Not only did the former president declare war (on Libya) without the consent of Congress, he ignored constitutional checks and balances to advance his agenda without approval from the legislative branch on a number of other occasions. For instance:
■ In January 2012, Mr. Obama illegally bypassed the Senate to stack the National Labor Relations Board with union sympathizers. The Supreme Court unanimously ruled against this power grab.
■ After previously admitting he didn’t have the constitutional authority to grant temporary legal status to the so-called Dreamers — minors brought to the United States illegally — Mr. Obama reversed course after Congress failed to act and issued a questionable edict making it so.

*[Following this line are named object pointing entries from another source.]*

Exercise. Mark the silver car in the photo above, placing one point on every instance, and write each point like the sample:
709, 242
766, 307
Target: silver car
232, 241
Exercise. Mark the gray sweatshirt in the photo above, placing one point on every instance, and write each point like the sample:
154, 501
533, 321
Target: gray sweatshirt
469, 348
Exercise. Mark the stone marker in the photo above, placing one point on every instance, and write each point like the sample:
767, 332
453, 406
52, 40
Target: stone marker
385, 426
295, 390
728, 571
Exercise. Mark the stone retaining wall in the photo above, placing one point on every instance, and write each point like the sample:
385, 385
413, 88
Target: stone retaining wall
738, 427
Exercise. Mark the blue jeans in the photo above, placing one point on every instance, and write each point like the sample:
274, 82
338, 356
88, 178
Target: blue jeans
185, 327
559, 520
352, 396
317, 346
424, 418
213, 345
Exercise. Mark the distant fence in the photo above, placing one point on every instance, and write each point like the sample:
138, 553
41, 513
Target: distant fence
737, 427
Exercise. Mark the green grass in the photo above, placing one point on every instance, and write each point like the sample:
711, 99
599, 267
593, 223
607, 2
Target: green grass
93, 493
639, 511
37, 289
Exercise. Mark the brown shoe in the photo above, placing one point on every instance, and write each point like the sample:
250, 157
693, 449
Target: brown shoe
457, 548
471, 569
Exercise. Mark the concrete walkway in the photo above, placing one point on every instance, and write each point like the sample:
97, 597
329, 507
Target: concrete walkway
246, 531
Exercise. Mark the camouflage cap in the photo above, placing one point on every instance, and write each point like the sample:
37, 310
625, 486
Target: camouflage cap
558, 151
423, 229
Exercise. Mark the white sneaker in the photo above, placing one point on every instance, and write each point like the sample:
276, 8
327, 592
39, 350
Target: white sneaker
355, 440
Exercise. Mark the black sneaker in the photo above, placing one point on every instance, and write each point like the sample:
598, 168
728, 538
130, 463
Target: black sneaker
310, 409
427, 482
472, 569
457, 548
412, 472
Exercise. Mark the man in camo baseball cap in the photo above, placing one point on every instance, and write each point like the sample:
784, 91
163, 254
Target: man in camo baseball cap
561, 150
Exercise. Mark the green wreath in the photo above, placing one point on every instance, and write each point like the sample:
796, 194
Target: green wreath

■ To appease green extremists, the Obama administration’s Environmental Protection Agency in 2014 went around lawmakers to issue its Clean Power Plan despite the fact that the Clean Air Act didn’t extend such authority to federal bureaucrats. Again, the Supreme Court was forced to intervene.
Legal scholar Ilya Shapiro argued in a 2017 essay for The Federalist that Obama presidency was “the most lawless in U.S. history,” characterized by a penchant for “ignoring the executive branch’s legal limits and disrespecting constitutional bounds like federalism and the separation of powers.”
All the while, Democrats in the Senate and House raised nary a peep about these troubling abuses of executive authority. After all, the ends justified the means.
Which brings us to President Donald Trump.
On Friday, Mr. Trump did what everybody knew he would do and declared a “national emergency” that will allow him to circumvent Congress and access billions of dollars in order to build a wall on the nation’s border with Mexico.
“We’re going to confront the national security crisis on our southern border, and we’re going to do it one way or the other,” he said. “It’s an invasion,” he added. “We have an invasion of drugs and criminals coming into our country.”
The president takes this step after spending two months in a failed attempt to pressure Congress to allocate the money for the project, one of his primary campaign promises. The emergency declaration “enables Mr. Trump to divert $3.6 billion budgeted for military construction projects to the border wall,” The New York Times reported.
Suddenly, congressional Democrats have a newfound respect for the Constitution.
“This is plainly a power grab by a disappointed president,” read a joint statement from House Speaker Nancy Pelosi and Senate Minority Leader Chuck Schumer, “who has gone outside the bounds of the law to try to get what he failed to achieve in the constitutional legislative process.”
They are entirely correct. Mr. Trump’s declaration wasn’t made to address any real national emergency. It was intended to accomplish by executive fiat what the administration was unable to accomplish through the proper constitutional avenues. As such, like the many similar abuses that Mr. Obama initiated, it is in contradiction to the checks and balances outlined in the Constitution.
To their credit, several Senate Republicans have criticized the president’s move for all the right reasons. They must continue to speak out.
Mr. Trump’s emergency declaration will certainly end up in the courts if Congress is unable to block it. Perhaps it will also jolt congressional Democrats into rediscovering the value of intellectual consistency and the importance of our nation’s founding document. A desirable outcome must in no way rationalize the trampling of vital constitutional safeguards.